1.3 aka "And Now for Something Completely Different" Published on 13 Jul 2016 by Marcin Kulik

I’m very happy to announce the release of asciinema 1.3, which is kind of a special release. It brings several bug fixes and improvements for end users, and at the same time it makes life of asciinema developers (mostly me) and package maintainers (many people!) way easier.

See CHANGELOG for a detailed list of changes, continue reading for motivation on transitioning back to Python.

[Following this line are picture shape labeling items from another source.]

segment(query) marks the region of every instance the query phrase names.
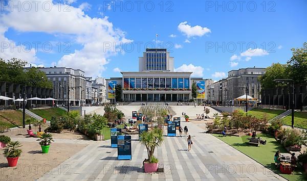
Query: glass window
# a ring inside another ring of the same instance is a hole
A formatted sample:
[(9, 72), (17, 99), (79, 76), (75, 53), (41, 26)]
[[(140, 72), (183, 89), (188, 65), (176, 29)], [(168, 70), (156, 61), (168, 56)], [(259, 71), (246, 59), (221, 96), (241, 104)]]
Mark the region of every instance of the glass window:
[(147, 78), (142, 79), (142, 88), (143, 89), (147, 88)]
[(124, 78), (124, 88), (129, 88), (129, 78)]
[(171, 79), (171, 88), (172, 89), (178, 88), (178, 83), (177, 82), (177, 78), (172, 78)]
[(183, 89), (183, 78), (178, 78), (178, 89)]
[(184, 88), (190, 88), (190, 80), (188, 78), (184, 78)]
[(171, 79), (166, 78), (166, 88), (171, 88)]
[(148, 88), (154, 88), (154, 82), (152, 80), (152, 78), (148, 78)]
[(165, 88), (165, 78), (160, 78), (160, 88)]
[(130, 78), (130, 88), (135, 88), (136, 79), (135, 78)]
[(141, 88), (141, 78), (136, 79), (136, 88)]
[(159, 88), (159, 78), (155, 78), (155, 83), (154, 86), (155, 88)]

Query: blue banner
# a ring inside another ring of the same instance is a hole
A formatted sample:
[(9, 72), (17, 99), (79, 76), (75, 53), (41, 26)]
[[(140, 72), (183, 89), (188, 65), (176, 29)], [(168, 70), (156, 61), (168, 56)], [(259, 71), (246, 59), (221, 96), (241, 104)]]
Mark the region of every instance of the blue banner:
[(131, 160), (131, 136), (117, 136), (117, 159), (118, 160)]

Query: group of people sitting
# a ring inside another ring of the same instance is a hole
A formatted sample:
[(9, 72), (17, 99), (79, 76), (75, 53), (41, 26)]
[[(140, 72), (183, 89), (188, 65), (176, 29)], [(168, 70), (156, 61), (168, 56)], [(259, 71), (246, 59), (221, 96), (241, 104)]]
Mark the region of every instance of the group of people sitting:
[(204, 118), (205, 118), (205, 115), (204, 114), (204, 113), (203, 113), (202, 114), (196, 115), (196, 119), (204, 119)]
[[(289, 158), (289, 157), (288, 157)], [(292, 170), (294, 170), (295, 167), (296, 167), (296, 160), (297, 158), (295, 157), (295, 153), (292, 153), (291, 154), (291, 160), (289, 160), (289, 162), (291, 162)], [(287, 160), (286, 157), (282, 156), (280, 153), (280, 151), (278, 150), (275, 152), (275, 155), (274, 156), (274, 161), (276, 165), (277, 168), (278, 168), (280, 166), (281, 160)]]

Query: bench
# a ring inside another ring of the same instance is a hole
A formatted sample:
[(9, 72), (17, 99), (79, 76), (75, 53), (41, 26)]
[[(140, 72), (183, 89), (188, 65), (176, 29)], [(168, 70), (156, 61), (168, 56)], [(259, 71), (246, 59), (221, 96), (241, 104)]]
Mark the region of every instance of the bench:
[(260, 139), (257, 138), (248, 138), (248, 140), (250, 140), (249, 144), (252, 145), (255, 145), (256, 146), (259, 146), (260, 144)]

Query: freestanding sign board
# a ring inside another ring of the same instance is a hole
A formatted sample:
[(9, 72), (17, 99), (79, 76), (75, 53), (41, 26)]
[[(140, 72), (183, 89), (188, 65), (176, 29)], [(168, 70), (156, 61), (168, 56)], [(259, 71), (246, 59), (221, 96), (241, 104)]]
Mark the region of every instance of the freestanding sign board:
[(137, 114), (137, 121), (141, 121), (142, 120), (142, 113), (138, 113)]
[(167, 122), (167, 136), (176, 136), (176, 122)]
[(117, 147), (117, 136), (121, 134), (121, 128), (112, 128), (111, 130), (111, 147)]
[(136, 119), (137, 118), (137, 112), (136, 111), (132, 111), (132, 119)]
[(148, 131), (148, 125), (147, 124), (139, 124), (139, 140), (140, 140), (140, 134), (144, 132)]
[(176, 123), (176, 129), (179, 130), (179, 126), (180, 126), (180, 117), (175, 117), (173, 120)]
[(131, 160), (131, 136), (117, 136), (117, 159), (118, 160)]

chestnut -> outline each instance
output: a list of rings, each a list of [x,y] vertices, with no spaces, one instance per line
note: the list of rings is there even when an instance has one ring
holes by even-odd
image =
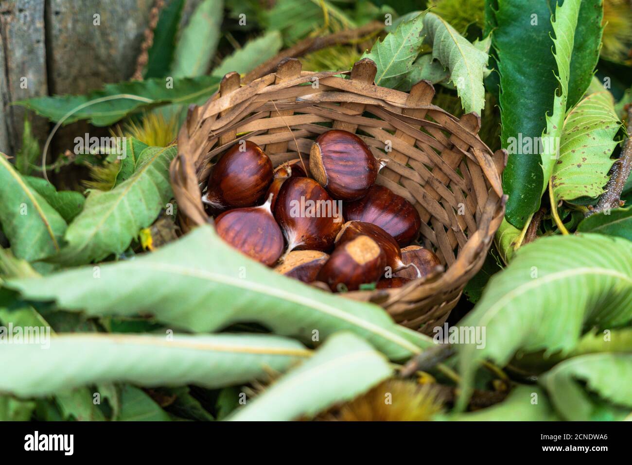
[[[319,250],[295,250],[288,254],[274,271],[303,282],[312,282],[329,258]]]
[[[338,203],[313,179],[286,180],[279,191],[274,217],[288,241],[288,252],[332,249],[344,222]]]
[[[292,169],[292,176],[299,178],[311,178],[309,162],[302,159],[295,158],[287,162]]]
[[[377,282],[377,284],[375,285],[375,289],[392,289],[393,287],[401,287],[404,286],[404,284],[410,282],[411,281],[413,280],[408,278],[384,278],[384,279],[380,279]]]
[[[388,188],[374,184],[362,198],[343,207],[347,221],[373,223],[395,238],[401,247],[417,238],[422,219],[413,204]]]
[[[283,253],[283,234],[270,210],[272,196],[258,207],[224,212],[215,219],[222,239],[251,258],[272,266]]]
[[[437,267],[442,266],[439,257],[432,250],[420,245],[409,245],[403,248],[401,259],[406,263],[415,263],[416,269],[419,270],[421,277],[427,276],[434,272]],[[406,269],[397,272],[394,276],[415,279],[417,277],[417,273],[410,269]]]
[[[270,195],[272,194],[272,203],[270,205],[270,209],[274,212],[274,207],[276,205],[276,199],[277,196],[279,195],[279,191],[281,190],[281,186],[285,182],[286,179],[292,177],[292,167],[289,166],[289,164],[284,163],[283,165],[280,165],[274,170],[274,174],[273,175],[272,182],[270,184],[270,187],[268,188],[267,192],[265,193],[265,196],[267,198],[270,197]]]
[[[343,244],[361,234],[366,234],[374,239],[386,254],[386,265],[394,273],[407,267],[415,265],[406,264],[402,261],[401,250],[392,236],[379,226],[364,221],[348,221],[343,226],[336,238],[336,244]]]
[[[310,171],[334,198],[357,200],[377,177],[378,162],[355,134],[332,130],[316,139],[310,151]]]
[[[272,181],[272,162],[250,140],[233,145],[213,166],[202,202],[216,211],[252,207]]]
[[[316,279],[333,292],[357,291],[360,284],[379,279],[386,266],[386,254],[377,243],[358,236],[336,248]]]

Wait, what? Back to Python? Yes, asciinema 1.3 brings back the original Python implementation of asciinema. It’s based on 0.9.8 codebase and adds all features and bug fixes that have been implemented in asciinema’s Go version between 0.9.8 and 1.2.0. We’ll keep the Go implementation in golang branch, it won’t be maintained though.

While Go definitely has its strengths (easy concurrency, runtime speed, startup speed, stand-alone binary), this project didn’t really benefit from any of these (and suffered from Go’s pain points). Here is a (not exhaustive) list of things that contributed to the decision of dropping Go for Python:

asciinema recorder codebase (and feature set) is relatively small so it wasn’t a big effort to port all newer features on top of the old Python implementation.

Note, that the above list applies specifically to asciinema recorder. There are great use cases for Go (like IPFS and if I was to build system-level software, protocol implementation or any kind of network daemon (proxy for example) I’d definitely consider Go. Also, asciinema is a cli app distributed to end users. If you’re building in-house software that has to run only on single platform then many of the above points may become non-issue for you.

Anyway, it feels good to be back on Python!